Apart from his facial expressions, his sniffing, and his total lack of preparedness, Donald Trump made three big mistakes in last Monday’s debate: He called it good business to hope for a collapse in the housing market in 2007, he called himself smart because in at least a couple of years he didn’t pay taxes, and he walked straight into the trap Hillary Clinton set for him when she mentioned his sexist, racist and abusive behavior towards a former Miss Universe, Alicia Machado.  Since the debate, Trump has not been able to let go of Ms. Machado, calling in to ‘Fox and Friends’ on Tuesday morning to discuss her weight gain, and at 3 am on Friday advising his followers to watch a sex tape Ms. Machado was supposed to have appeared in.  During the days in between Trump and his surrogates accused Ms. Machado of having assisted in an attempted murder by her boyfriend.  Ms. Machado, however, was never charged, and it turned out that the sex tape didn’t exist.  It is mind-boggling why Donald Trump thinks that bringing up his fat-shaming of a woman will help him with the female vote, where he’s lacking, but it appears that he does.
     
Although Trump’s personality makes him prone to not only take any bait but devour it, there may be another, more ‘rational’ reason for his behavior.  As long as the media devote all their attention to Trump and Ms. Machado in 1996 they don’t focus on his business dealings, his taxes and his foundation.  A first article in Newsweek about the ‘Trump Organization’ showed how easily President Trump could be blackmailed by foreign actors, and a second article showed that Trump violated the Cuba embargo by spending a significant amount of money on the island in 1998.  In between those articles the Washington Post revealed that since 2007 Trump operated his foundation entirely with other people’s money, which he used to buy a portrait of himself and a football helmet, and to settle legal cases brought against two of his companies.  All of this is perfectly illegal, and to make things worse it turns out that the foundation was not certified to solicit charitable donations to begin with.  Trump can run, but he cannot hide.  The New York Attorney General is investigating his foundation, and soon the FBI will too.

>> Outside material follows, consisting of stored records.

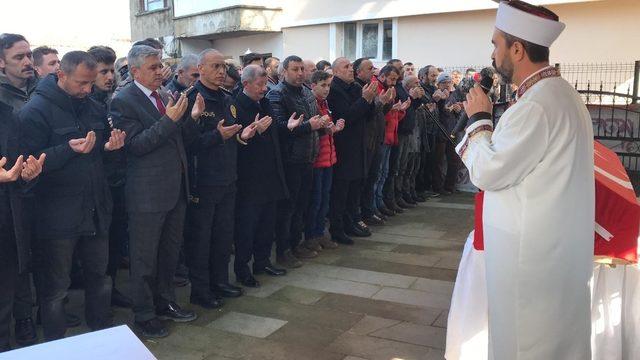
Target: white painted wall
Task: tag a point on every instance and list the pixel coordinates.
(262, 43)
(189, 7)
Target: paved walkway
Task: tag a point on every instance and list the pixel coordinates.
(387, 297)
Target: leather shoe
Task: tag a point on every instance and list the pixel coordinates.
(373, 220)
(26, 332)
(226, 290)
(302, 252)
(386, 211)
(360, 225)
(120, 300)
(207, 302)
(249, 281)
(342, 238)
(153, 329)
(403, 204)
(288, 260)
(270, 270)
(175, 313)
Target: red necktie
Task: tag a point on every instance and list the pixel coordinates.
(159, 103)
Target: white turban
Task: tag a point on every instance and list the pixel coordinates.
(529, 27)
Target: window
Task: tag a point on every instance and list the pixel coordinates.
(150, 5)
(349, 49)
(370, 39)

      Next for Trump is an attack on Hillary Clinton for the way she behaved towards her husband’s mistresses, which, implicitly, reminds the nation of Bill’s philandering.  This effort is led by Trump, Newt Gingrich and Rudy Giuliani, who were all conducting public affairs with mistresses while married.  Newt told one of his ex-wives of his intention to divorce her while she was recovering from cancer surgery, and Giuliani was thrown out of Gracie Mansion by his second wife.

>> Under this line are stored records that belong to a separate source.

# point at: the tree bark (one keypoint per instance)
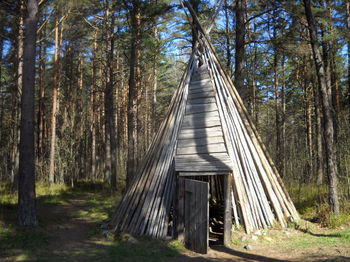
(283, 122)
(348, 45)
(55, 101)
(17, 99)
(111, 142)
(133, 91)
(228, 41)
(328, 112)
(319, 139)
(41, 96)
(2, 27)
(93, 108)
(26, 190)
(240, 49)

      Before he invests too much energy into this effort someone should tell Trump that women don’t have a lot of sympathy for their husband’s mistresses, and that this attack will probably help Hillary more with female voters than it will hurt her.  Revelations that came out after the debate were that Trump has been accused of rape three times, once of a 13-year-old girl, and that he himself played a small part in a Playboy sex-video.
     
So Trump didn’t have a good week, to put it mildly, and it’s showing in the polls, but it may be too early to speak of a meltdown.  In the press he is sometimes compared to Grigori Rasputin, who was poisoned and then shot before being thrown in the Neva River, but took a long time
dying.  We may see something similar taking place in Manhattan.